Сказав это, Сергей остался доволен собой. Во-первых, потому что Лилю это, похоже, не смутило и не заставило задуматься о чем-то сейчас совсем ненужном. Во-вторых, он совершенно не кривил душой. А в третьих и главных, может, уже хорош болтать и пора целоваться?

— В мои годы и при нынешних обстоятельствах я с тобой соглашусь, — улыбаясь прошептала Лилия, когда он повалил ее на спину и навис сверху, намереваясь уже дать наконец наговориться их телам, а не одним только языкам. — Но прежде спорила бы с тобой до хрипоты.

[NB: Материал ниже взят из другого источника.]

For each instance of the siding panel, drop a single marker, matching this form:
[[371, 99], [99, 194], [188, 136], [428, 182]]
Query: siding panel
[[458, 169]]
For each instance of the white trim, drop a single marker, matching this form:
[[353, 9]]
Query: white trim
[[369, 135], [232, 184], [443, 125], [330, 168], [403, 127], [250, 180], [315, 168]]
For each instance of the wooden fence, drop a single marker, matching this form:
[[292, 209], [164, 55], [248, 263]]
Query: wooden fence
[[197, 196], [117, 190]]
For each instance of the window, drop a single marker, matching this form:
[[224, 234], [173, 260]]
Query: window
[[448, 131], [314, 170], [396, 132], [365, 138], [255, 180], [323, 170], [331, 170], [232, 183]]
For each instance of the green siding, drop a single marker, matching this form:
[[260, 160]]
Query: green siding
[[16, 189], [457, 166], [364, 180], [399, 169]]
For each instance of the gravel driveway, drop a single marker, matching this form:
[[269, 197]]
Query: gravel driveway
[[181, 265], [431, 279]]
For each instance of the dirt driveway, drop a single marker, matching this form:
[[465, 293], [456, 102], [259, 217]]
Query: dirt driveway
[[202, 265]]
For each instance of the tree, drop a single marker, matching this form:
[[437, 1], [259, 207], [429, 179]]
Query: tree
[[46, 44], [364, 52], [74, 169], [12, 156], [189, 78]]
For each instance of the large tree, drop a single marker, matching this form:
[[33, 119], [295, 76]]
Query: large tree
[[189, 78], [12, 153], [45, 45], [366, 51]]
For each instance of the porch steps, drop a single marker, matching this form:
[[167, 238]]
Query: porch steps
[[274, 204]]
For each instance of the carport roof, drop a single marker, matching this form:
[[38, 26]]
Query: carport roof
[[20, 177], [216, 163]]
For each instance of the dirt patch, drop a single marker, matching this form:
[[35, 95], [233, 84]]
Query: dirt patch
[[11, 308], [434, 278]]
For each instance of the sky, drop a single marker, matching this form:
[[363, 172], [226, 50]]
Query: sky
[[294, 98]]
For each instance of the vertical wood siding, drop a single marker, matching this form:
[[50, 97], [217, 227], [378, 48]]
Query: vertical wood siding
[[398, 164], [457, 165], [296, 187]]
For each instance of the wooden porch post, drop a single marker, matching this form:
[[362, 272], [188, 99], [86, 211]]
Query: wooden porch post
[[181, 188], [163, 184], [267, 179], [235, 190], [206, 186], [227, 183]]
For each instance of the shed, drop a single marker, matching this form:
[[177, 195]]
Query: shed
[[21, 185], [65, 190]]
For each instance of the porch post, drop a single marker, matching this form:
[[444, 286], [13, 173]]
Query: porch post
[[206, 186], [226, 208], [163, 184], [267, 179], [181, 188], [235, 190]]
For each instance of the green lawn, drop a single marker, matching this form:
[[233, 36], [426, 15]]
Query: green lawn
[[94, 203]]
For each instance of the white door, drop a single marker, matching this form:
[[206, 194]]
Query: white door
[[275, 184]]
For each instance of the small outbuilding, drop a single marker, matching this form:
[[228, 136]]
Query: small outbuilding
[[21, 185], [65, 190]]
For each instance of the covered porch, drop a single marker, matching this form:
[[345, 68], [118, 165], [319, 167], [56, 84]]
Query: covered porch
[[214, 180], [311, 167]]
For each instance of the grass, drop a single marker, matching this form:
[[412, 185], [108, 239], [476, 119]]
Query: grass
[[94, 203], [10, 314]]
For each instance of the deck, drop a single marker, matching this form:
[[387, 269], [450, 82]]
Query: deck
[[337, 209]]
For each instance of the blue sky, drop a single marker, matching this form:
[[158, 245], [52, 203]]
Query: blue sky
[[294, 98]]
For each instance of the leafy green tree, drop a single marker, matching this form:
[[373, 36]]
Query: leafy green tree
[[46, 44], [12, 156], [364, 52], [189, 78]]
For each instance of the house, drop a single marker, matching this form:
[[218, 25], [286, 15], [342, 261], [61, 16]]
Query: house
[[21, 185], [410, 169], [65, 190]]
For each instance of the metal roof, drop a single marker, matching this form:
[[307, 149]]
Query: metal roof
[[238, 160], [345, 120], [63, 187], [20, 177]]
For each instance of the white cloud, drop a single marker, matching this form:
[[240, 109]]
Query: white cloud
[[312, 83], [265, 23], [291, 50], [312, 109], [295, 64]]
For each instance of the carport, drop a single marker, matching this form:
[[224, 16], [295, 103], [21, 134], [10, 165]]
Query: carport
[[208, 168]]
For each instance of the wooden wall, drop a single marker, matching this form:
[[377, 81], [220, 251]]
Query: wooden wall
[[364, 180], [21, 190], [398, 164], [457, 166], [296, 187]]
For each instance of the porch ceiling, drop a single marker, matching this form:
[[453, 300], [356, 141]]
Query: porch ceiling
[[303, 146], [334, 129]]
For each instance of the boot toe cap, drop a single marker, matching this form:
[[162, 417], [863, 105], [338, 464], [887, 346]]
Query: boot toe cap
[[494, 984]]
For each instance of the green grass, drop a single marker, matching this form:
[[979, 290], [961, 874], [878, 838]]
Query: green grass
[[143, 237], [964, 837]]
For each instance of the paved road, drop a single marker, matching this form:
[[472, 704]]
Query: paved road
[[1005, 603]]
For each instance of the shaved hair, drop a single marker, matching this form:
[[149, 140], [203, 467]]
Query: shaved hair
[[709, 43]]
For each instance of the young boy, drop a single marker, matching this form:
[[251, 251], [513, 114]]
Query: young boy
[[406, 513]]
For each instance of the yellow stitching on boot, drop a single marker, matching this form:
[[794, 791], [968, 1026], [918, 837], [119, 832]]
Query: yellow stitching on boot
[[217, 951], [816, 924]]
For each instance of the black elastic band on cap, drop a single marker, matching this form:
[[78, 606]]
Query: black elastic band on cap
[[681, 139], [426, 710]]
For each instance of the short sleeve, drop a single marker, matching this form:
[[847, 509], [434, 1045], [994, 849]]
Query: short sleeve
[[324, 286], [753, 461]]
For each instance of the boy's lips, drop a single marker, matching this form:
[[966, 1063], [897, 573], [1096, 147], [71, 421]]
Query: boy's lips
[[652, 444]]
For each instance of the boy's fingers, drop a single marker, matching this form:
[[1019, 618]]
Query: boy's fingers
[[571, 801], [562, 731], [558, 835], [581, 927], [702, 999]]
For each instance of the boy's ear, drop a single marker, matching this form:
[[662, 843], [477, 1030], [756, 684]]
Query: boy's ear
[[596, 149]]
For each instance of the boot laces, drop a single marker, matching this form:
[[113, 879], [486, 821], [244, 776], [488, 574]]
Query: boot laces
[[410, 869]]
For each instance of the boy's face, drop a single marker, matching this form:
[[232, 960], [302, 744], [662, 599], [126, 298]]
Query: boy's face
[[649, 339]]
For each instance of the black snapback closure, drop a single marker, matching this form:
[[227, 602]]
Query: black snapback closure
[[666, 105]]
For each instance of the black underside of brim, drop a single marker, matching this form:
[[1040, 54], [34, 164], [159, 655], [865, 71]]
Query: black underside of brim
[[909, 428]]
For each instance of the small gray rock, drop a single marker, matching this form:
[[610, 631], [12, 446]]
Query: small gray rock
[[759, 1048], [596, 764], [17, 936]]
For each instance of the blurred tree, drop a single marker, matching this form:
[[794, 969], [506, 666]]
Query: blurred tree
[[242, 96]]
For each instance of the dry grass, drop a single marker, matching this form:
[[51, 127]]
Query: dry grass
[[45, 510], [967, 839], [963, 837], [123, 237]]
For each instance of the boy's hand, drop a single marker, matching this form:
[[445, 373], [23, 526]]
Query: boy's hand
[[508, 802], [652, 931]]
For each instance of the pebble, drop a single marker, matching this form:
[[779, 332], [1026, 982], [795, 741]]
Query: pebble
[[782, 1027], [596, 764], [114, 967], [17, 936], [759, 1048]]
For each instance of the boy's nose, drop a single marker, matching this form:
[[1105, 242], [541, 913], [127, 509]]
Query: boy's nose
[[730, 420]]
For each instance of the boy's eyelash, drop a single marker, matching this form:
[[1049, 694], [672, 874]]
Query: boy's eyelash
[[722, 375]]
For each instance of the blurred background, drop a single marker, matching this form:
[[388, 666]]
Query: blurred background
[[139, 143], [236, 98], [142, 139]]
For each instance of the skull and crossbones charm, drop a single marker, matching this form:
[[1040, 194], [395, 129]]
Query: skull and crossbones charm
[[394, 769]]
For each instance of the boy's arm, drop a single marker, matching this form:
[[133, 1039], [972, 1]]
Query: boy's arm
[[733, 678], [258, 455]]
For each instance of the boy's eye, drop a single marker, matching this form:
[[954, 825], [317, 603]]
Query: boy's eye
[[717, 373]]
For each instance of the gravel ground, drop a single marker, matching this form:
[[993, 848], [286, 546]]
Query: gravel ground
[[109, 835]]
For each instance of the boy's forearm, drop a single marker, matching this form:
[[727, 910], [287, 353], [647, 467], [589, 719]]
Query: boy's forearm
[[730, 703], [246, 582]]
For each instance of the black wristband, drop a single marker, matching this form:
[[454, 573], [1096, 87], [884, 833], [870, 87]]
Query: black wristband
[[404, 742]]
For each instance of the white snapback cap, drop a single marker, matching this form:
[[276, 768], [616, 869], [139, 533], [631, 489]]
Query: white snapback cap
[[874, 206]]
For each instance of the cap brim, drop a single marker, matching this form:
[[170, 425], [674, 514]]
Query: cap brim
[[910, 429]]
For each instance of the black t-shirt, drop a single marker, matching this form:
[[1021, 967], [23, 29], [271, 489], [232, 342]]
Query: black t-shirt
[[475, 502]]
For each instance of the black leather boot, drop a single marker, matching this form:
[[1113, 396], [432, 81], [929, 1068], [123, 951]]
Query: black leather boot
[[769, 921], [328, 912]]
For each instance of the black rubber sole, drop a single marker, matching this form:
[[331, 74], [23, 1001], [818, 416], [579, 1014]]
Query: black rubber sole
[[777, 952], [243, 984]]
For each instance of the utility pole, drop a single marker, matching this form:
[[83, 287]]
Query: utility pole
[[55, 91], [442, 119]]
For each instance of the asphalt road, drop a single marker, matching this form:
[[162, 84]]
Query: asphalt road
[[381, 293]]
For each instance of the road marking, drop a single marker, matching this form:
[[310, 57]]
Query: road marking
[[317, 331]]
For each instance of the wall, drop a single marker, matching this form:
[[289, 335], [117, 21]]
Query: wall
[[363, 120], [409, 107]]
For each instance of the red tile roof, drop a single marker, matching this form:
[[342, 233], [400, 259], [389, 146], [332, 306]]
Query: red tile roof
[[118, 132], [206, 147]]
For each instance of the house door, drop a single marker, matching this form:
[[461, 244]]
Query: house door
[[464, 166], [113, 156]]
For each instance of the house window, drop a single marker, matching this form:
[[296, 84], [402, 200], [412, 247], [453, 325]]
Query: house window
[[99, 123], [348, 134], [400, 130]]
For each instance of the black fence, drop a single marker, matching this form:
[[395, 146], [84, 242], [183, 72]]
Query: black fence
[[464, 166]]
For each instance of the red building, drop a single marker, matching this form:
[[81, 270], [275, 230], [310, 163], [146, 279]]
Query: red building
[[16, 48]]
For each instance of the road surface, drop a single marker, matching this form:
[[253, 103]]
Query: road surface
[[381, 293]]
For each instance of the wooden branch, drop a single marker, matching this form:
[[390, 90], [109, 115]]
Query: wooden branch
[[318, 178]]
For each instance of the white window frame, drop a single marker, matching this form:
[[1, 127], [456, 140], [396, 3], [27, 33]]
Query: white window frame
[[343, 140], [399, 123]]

С первым же касанием их губ время вдруг снова трансформировалось в нечто совершенно иное, оно теперь измерялось не секундами, минутами, часами, а количеством и продолжительностью поцелуев, числом страстных, дурманящих разум прикосновений, интенсивностью сплетения двух жаждущих тел, исчислялось сотнями и тысячами разделенных прерывистых вдохов. И только ощутимая прохлада от выпавшей с наступлением сумерек росы остановила Сергея от окончательного впадения в нирвану. Оторвавшись от дрожащей под ним Лилии, Сергей едва ли не с причитанием поднялся с земли и поставил женщину на не слишком уверенно держащие ее ноги.

— Пойдем домой, — не просил он и не предлагал, потому как был в этот момент уверен — отказа не будет. Не из-за своего охрененного самомнения был уверен, а просто это так нужно было им обоим. — Хочу в постели тебя. До-о-олго и обстоятельно.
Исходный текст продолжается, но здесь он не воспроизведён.